Nightingale Facial (Japan)
It's bird poop. For anti-aging and brightening miracles, you can pay over $200 to have very special bird poop smeared all over your face. Nightingale facials are said to have originated as a beauty secret of Japanese Geishas, who used the droppings of a very rare species of bird only found on the Japanese island of Kyushu to heal their skin from their heavy face make-up. You can find this treatment outside of Japan (with heftier prices due to importing the precious poop), or you could just...hydrate and wear sunscreen.
Snake Message (Phillipines)
Some people do it to conquer their fear of snakes. Some people do it because they're adrenaline junkies. Some people do it because snakes hold a place in their spiritual beliefs as divine creatures, as descendants of the serpent in the Garden of Eden and maybe because they poop really, really weird. For whatever reason, snake massages exist and lure people to be covered in boa constrictors for 30 minutes to an hour. But don't worry; the snakes are fed beforehand so they don't get hungry. As one New York Times reporter noted when she signed up for her one-on-den time, she received forms including the warning, "There are NO GUARANTEES that you will never get hurt by a snake. No one ever has in any of my work with my Snakes and clients."

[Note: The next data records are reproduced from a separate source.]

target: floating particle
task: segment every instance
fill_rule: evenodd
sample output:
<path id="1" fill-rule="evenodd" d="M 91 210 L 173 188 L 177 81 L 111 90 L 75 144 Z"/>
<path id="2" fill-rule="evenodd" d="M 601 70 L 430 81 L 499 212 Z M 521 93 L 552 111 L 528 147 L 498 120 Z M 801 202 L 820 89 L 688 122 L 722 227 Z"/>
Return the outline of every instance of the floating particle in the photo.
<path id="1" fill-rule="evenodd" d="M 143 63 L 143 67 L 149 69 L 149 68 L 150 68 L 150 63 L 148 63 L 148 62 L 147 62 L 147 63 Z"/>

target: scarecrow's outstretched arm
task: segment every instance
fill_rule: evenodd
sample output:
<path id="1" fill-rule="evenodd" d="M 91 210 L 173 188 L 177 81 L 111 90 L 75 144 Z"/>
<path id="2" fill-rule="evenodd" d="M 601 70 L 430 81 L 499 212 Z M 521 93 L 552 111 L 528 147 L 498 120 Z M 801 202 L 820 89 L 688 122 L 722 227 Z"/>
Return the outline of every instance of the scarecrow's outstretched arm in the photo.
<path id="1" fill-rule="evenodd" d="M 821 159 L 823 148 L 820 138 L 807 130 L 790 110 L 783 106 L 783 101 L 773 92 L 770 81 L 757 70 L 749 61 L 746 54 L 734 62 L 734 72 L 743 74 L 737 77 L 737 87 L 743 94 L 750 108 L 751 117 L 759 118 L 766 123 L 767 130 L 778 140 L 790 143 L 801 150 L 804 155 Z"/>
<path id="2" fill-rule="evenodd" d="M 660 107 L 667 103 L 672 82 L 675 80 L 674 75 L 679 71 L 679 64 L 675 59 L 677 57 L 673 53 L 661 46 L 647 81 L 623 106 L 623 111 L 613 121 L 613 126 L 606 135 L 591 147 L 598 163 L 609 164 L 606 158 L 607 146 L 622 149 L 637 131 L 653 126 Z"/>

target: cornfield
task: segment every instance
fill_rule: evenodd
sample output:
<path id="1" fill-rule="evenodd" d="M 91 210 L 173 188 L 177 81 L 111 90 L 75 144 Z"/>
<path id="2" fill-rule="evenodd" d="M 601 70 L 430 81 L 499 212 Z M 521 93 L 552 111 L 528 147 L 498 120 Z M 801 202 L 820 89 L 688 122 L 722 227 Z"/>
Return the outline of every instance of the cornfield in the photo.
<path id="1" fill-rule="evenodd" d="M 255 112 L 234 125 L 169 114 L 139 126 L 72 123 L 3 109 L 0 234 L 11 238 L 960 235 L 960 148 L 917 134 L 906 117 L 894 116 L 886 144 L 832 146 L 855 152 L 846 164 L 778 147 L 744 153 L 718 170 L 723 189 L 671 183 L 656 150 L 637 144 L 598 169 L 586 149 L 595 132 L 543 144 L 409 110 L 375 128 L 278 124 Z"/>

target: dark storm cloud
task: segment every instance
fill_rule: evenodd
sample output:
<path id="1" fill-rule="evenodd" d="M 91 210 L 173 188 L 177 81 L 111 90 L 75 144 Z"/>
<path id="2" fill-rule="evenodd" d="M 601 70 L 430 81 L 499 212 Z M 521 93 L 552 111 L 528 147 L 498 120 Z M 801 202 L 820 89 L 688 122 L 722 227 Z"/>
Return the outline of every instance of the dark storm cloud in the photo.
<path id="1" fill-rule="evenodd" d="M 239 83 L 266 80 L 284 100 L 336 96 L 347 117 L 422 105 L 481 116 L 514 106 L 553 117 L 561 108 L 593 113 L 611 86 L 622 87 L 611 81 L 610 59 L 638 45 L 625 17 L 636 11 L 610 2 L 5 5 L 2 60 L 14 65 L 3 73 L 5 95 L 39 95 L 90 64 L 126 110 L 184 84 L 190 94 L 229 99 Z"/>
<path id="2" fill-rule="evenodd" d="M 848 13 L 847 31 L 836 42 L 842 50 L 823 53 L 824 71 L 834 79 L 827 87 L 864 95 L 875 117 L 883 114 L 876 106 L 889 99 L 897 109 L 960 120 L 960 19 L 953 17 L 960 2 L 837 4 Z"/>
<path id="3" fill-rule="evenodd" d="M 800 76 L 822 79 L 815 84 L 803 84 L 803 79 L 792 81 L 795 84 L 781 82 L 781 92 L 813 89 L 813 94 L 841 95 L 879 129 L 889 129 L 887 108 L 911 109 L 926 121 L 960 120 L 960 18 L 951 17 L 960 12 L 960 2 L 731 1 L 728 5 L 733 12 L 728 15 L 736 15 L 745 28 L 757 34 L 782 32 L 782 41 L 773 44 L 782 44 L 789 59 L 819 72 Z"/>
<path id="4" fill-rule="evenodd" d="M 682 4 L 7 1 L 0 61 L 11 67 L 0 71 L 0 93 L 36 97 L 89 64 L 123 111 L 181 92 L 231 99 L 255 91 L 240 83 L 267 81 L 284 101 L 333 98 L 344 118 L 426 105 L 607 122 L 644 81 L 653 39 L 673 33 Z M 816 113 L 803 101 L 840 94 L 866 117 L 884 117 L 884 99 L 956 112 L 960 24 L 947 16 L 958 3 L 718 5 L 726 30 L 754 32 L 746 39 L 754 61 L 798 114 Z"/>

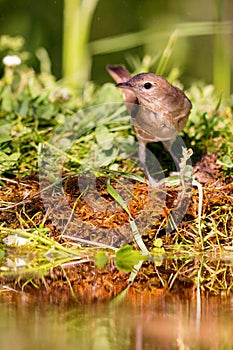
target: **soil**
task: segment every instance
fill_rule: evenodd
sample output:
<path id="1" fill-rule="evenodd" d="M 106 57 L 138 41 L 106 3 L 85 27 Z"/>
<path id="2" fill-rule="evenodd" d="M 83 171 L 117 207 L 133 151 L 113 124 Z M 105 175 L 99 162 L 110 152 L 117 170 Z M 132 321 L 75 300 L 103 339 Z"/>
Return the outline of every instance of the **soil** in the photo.
<path id="1" fill-rule="evenodd" d="M 194 166 L 194 174 L 202 184 L 204 192 L 202 217 L 206 225 L 204 229 L 206 242 L 209 242 L 205 255 L 207 260 L 203 263 L 201 254 L 200 256 L 194 254 L 193 257 L 184 260 L 182 254 L 177 253 L 175 258 L 166 257 L 162 263 L 159 263 L 156 258 L 153 261 L 146 261 L 130 286 L 127 298 L 137 299 L 139 296 L 153 298 L 156 295 L 180 291 L 192 295 L 197 286 L 196 276 L 200 266 L 205 279 L 202 286 L 203 292 L 231 293 L 232 269 L 224 259 L 218 259 L 219 255 L 213 257 L 213 252 L 216 246 L 232 244 L 232 178 L 223 177 L 214 155 L 203 156 Z M 117 188 L 117 181 L 111 184 Z M 89 197 L 80 196 L 79 185 L 80 178 L 76 176 L 67 177 L 63 181 L 62 189 L 66 198 L 66 203 L 63 203 L 59 187 L 50 187 L 46 195 L 45 192 L 42 195 L 36 176 L 1 181 L 1 206 L 7 203 L 7 209 L 0 211 L 0 225 L 15 229 L 30 228 L 43 223 L 44 227 L 49 228 L 50 236 L 60 243 L 68 243 L 68 240 L 61 236 L 65 227 L 66 234 L 72 237 L 115 247 L 132 243 L 136 248 L 132 240 L 128 214 L 109 195 L 106 179 L 104 177 L 97 179 L 96 188 L 91 189 Z M 176 230 L 167 230 L 169 214 L 176 205 L 179 195 L 178 188 L 166 188 L 165 207 L 161 206 L 162 191 L 157 192 L 156 201 L 150 200 L 150 196 L 154 196 L 155 193 L 151 193 L 146 184 L 135 182 L 131 184 L 130 191 L 130 198 L 127 198 L 126 192 L 122 192 L 122 197 L 126 196 L 124 200 L 127 201 L 131 215 L 149 250 L 154 247 L 156 238 L 162 239 L 164 247 L 171 247 L 177 243 L 184 244 L 184 242 L 190 242 L 198 247 L 200 242 L 196 224 L 194 224 L 198 216 L 199 201 L 196 188 L 192 188 L 191 194 L 188 194 L 186 213 L 178 225 L 179 233 Z M 67 208 L 69 213 L 72 213 L 68 218 Z M 73 208 L 73 211 L 70 208 Z M 29 217 L 33 218 L 33 221 L 28 220 Z M 225 221 L 221 219 L 222 217 L 226 218 Z M 211 236 L 213 225 L 216 225 L 216 230 L 219 232 L 217 238 L 208 236 Z M 208 254 L 210 250 L 212 252 Z M 213 277 L 214 271 L 216 271 L 216 278 Z M 129 275 L 119 271 L 114 261 L 109 261 L 105 267 L 99 268 L 93 259 L 87 259 L 82 264 L 74 262 L 67 267 L 65 265 L 54 267 L 45 276 L 29 278 L 29 276 L 16 277 L 14 274 L 9 274 L 1 277 L 0 273 L 0 283 L 2 286 L 7 286 L 7 290 L 12 288 L 14 291 L 21 291 L 23 288 L 28 296 L 48 298 L 55 303 L 66 303 L 74 298 L 74 295 L 81 303 L 93 303 L 110 300 L 119 295 L 127 287 Z"/>

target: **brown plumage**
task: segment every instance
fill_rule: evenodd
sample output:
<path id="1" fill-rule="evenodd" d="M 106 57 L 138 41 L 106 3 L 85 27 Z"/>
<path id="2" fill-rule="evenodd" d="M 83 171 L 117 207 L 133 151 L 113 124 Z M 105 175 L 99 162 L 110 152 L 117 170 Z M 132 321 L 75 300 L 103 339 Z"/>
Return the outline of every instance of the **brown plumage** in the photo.
<path id="1" fill-rule="evenodd" d="M 107 66 L 107 71 L 122 89 L 139 141 L 139 159 L 149 182 L 156 185 L 146 165 L 146 144 L 162 141 L 172 154 L 172 144 L 185 127 L 192 104 L 181 89 L 158 74 L 141 73 L 132 77 L 122 66 Z M 175 154 L 172 156 L 179 162 Z"/>

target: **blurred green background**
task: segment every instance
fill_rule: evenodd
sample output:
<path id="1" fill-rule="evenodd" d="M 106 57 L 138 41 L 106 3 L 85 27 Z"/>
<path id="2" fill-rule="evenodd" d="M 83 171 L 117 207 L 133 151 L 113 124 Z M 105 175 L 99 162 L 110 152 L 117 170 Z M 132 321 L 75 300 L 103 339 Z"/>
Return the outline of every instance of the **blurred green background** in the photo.
<path id="1" fill-rule="evenodd" d="M 83 8 L 75 13 L 72 6 Z M 90 6 L 93 16 L 89 13 L 86 20 Z M 203 80 L 214 83 L 219 94 L 232 92 L 232 0 L 0 0 L 0 20 L 0 34 L 24 37 L 25 50 L 46 48 L 58 79 L 72 73 L 71 61 L 78 57 L 78 47 L 79 51 L 85 47 L 88 58 L 84 60 L 90 59 L 90 64 L 84 67 L 82 58 L 78 65 L 98 84 L 111 81 L 106 64 L 123 63 L 133 69 L 129 62 L 132 66 L 145 55 L 161 54 L 178 27 L 164 75 L 178 67 L 186 86 Z M 81 46 L 69 35 L 75 25 L 76 37 L 77 32 L 85 32 L 84 39 L 78 39 Z M 35 56 L 31 63 L 38 69 Z M 156 64 L 151 70 L 156 71 Z"/>

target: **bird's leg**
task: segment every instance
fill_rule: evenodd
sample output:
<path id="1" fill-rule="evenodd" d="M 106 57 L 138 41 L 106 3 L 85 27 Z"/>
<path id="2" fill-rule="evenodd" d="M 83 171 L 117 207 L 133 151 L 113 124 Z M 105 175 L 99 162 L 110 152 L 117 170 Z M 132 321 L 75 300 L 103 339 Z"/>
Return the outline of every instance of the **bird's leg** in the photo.
<path id="1" fill-rule="evenodd" d="M 138 156 L 139 156 L 139 160 L 140 162 L 142 163 L 143 165 L 143 168 L 145 170 L 145 173 L 146 173 L 146 176 L 147 176 L 147 179 L 150 183 L 150 185 L 152 187 L 158 187 L 159 186 L 159 182 L 156 181 L 151 175 L 150 175 L 150 172 L 149 172 L 149 169 L 147 167 L 147 164 L 146 164 L 146 144 L 143 143 L 143 142 L 139 142 L 139 149 L 138 149 Z"/>
<path id="2" fill-rule="evenodd" d="M 177 172 L 179 173 L 180 172 L 180 161 L 181 161 L 181 156 L 182 156 L 181 145 L 178 142 L 176 142 L 176 138 L 163 141 L 163 145 L 170 153 L 170 155 L 171 155 L 171 157 L 174 160 L 174 163 L 176 165 Z"/>

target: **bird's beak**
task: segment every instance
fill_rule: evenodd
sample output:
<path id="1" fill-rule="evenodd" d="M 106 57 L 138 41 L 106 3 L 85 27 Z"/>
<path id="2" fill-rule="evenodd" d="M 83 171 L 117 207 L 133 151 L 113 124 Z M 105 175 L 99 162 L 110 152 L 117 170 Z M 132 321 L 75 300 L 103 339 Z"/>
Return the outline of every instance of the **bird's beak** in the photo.
<path id="1" fill-rule="evenodd" d="M 116 84 L 116 87 L 121 88 L 121 89 L 132 89 L 132 86 L 131 86 L 130 82 L 128 82 L 128 81 L 125 81 L 123 83 L 118 83 L 118 84 Z"/>

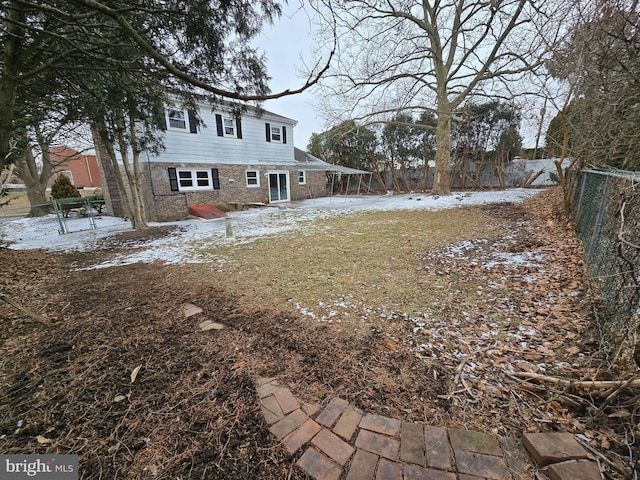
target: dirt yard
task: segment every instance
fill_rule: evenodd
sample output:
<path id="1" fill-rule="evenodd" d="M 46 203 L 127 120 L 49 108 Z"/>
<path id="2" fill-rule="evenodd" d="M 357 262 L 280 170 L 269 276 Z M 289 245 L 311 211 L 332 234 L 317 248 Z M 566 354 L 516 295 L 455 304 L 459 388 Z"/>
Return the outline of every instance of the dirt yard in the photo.
<path id="1" fill-rule="evenodd" d="M 603 368 L 579 242 L 558 211 L 553 192 L 474 208 L 491 242 L 408 247 L 413 271 L 397 275 L 442 292 L 423 299 L 422 316 L 388 314 L 359 328 L 311 317 L 275 281 L 267 301 L 271 283 L 252 288 L 237 264 L 78 270 L 104 252 L 0 249 L 0 291 L 54 322 L 2 302 L 0 451 L 78 454 L 84 479 L 306 478 L 257 408 L 254 379 L 276 376 L 310 402 L 339 395 L 371 413 L 504 436 L 575 433 L 606 478 L 631 478 L 637 391 L 593 417 L 608 392 L 518 376 L 633 373 L 628 363 Z M 485 268 L 523 251 L 538 255 L 535 283 L 527 263 Z M 185 318 L 187 303 L 203 312 Z M 206 319 L 226 328 L 199 331 Z"/>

Why do people do it? Simple: It feels like a really huge hug. "It was a lot calmer and peaceful than I thought it would be," said one client. As Serpentessa, the Snake Preistess of Poughkeepsie, NY informs her clients, "They tone and stimulate the vagus nerve in our body and that releases endorphins and oxytocin." Of course! An adult female boa constrictor can weigh between 20 and 30 pounds, inducing clients into a feeling of calm. "There was a point it felt like they were just hugging me around the shoulders," one of Serpentessa's clients said. "It just felt very calm – like I could fall asleep."
So really, it makes sense. Snake massages provide the comfort of a weighted blanket, except instead of a blanket...it's f*cking snakes.